A recepção de abertura, realizada em uma noite quente de sexta-feira de julho, atraiu uma multidão diversa de descolados magricelas do mundo da arte de Mitte vestindo jeans e moradores de Kreuzberg trajando calças baggy e bonés. Enquanto rolava gangster rap, a multidão tomava cerveja Beck's e inspecionava as obras coloridas de grafite de artistas ansiosos em mostrar que tinham evoluído de trens do metrô para telas emolduradas.

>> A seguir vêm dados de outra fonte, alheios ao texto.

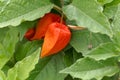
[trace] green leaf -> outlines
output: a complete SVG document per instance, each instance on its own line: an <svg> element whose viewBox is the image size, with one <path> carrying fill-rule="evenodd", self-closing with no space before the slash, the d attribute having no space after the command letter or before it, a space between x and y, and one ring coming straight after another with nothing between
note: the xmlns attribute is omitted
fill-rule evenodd
<svg viewBox="0 0 120 80"><path fill-rule="evenodd" d="M102 5L112 2L113 0L97 0Z"/></svg>
<svg viewBox="0 0 120 80"><path fill-rule="evenodd" d="M92 78L100 80L104 76L112 76L118 71L119 67L114 58L105 61L83 58L60 72L70 74L75 78L81 78L83 80L90 80Z"/></svg>
<svg viewBox="0 0 120 80"><path fill-rule="evenodd" d="M117 12L119 3L120 3L120 0L113 0L111 3L105 5L103 12L109 19L114 18Z"/></svg>
<svg viewBox="0 0 120 80"><path fill-rule="evenodd" d="M18 31L15 28L10 28L5 32L4 37L2 37L0 42L0 69L13 56L17 42Z"/></svg>
<svg viewBox="0 0 120 80"><path fill-rule="evenodd" d="M0 11L0 28L17 26L23 21L33 21L50 12L53 4L49 0L7 0ZM3 1L4 2L4 1ZM3 4L0 2L0 5Z"/></svg>
<svg viewBox="0 0 120 80"><path fill-rule="evenodd" d="M78 26L112 36L110 23L95 0L73 0L63 11L68 19L75 20Z"/></svg>
<svg viewBox="0 0 120 80"><path fill-rule="evenodd" d="M38 63L39 53L40 49L17 62L15 66L8 71L7 80L25 80L29 76L30 71L32 71Z"/></svg>
<svg viewBox="0 0 120 80"><path fill-rule="evenodd" d="M70 44L77 52L86 54L101 43L110 42L106 35L91 33L87 30L73 31ZM91 47L91 48L90 48Z"/></svg>
<svg viewBox="0 0 120 80"><path fill-rule="evenodd" d="M94 58L95 60L105 60L114 56L119 56L120 51L117 50L117 46L113 43L104 43L97 48L88 52L86 57Z"/></svg>
<svg viewBox="0 0 120 80"><path fill-rule="evenodd" d="M113 21L113 31L114 33L120 32L120 4L118 5L118 9Z"/></svg>
<svg viewBox="0 0 120 80"><path fill-rule="evenodd" d="M43 58L27 80L64 80L66 75L59 73L64 68L63 56L60 53L51 58Z"/></svg>
<svg viewBox="0 0 120 80"><path fill-rule="evenodd" d="M37 21L29 21L29 22L23 22L19 26L17 26L18 31L20 32L20 41L22 41L25 33L29 28L35 27Z"/></svg>
<svg viewBox="0 0 120 80"><path fill-rule="evenodd" d="M0 70L0 80L6 80L5 74L1 70Z"/></svg>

Apesar de Nabi respeitar as incursões que alguns artistas ruas fizeram no sistema de galerias, ele ainda admira a imprudência e audácia dos pichadores de Berlim Ocidental de sua juventude. "Um pichador é bem mais ousado", disse Nabi. "Eles tomam a cidade toda para si mesmos."

Pintando em telas urbanas

A Overkill (Kopenicker Strasse 195a; 49-30-69-506-126; www.overkillshop.com) é uma loja em Kreuzberg que fornece artigos para grafite e que também vende um estoque limitado de edições limitadas de tênis e patrocina um festival de cinema anual.

A Circleculture Gallery (Gipsstrasse 11; 49-30-275-817-80; www.circleculture-gallery.com), em uma charmosa travessa no distrito de galerias de Mitte, exibe grafite e artistas de rua de todo mundo.

Nos fundos da East Side Gallery em Friedrichshain (www.eastsidegallery.com), o mais longo trecho remanescente do Muro de Berlim (cerca de 1,3 quilômetro), oferece ótimos exemplos dos estilos de grafite locais. Pegue o S-Bahn para Warschauer Strasse.

O lado leste da plataforma do Friedrichstrasse S-Bahn oferece vistas dos punhos gigantes de Kripoe, que se erguem das janelas cobertas por tábuas de um prédio abandonado.

Muito em Falckensteinstrasse e Schlesische Strasse em Kreuzberg oferece uma variedade de estilos locais como o de Inka, até murais do tamanho de um prédio, do artista italiano Blu e do artista francês JR. A parada mais próxima do U-Bahn é Schlesisches Tor.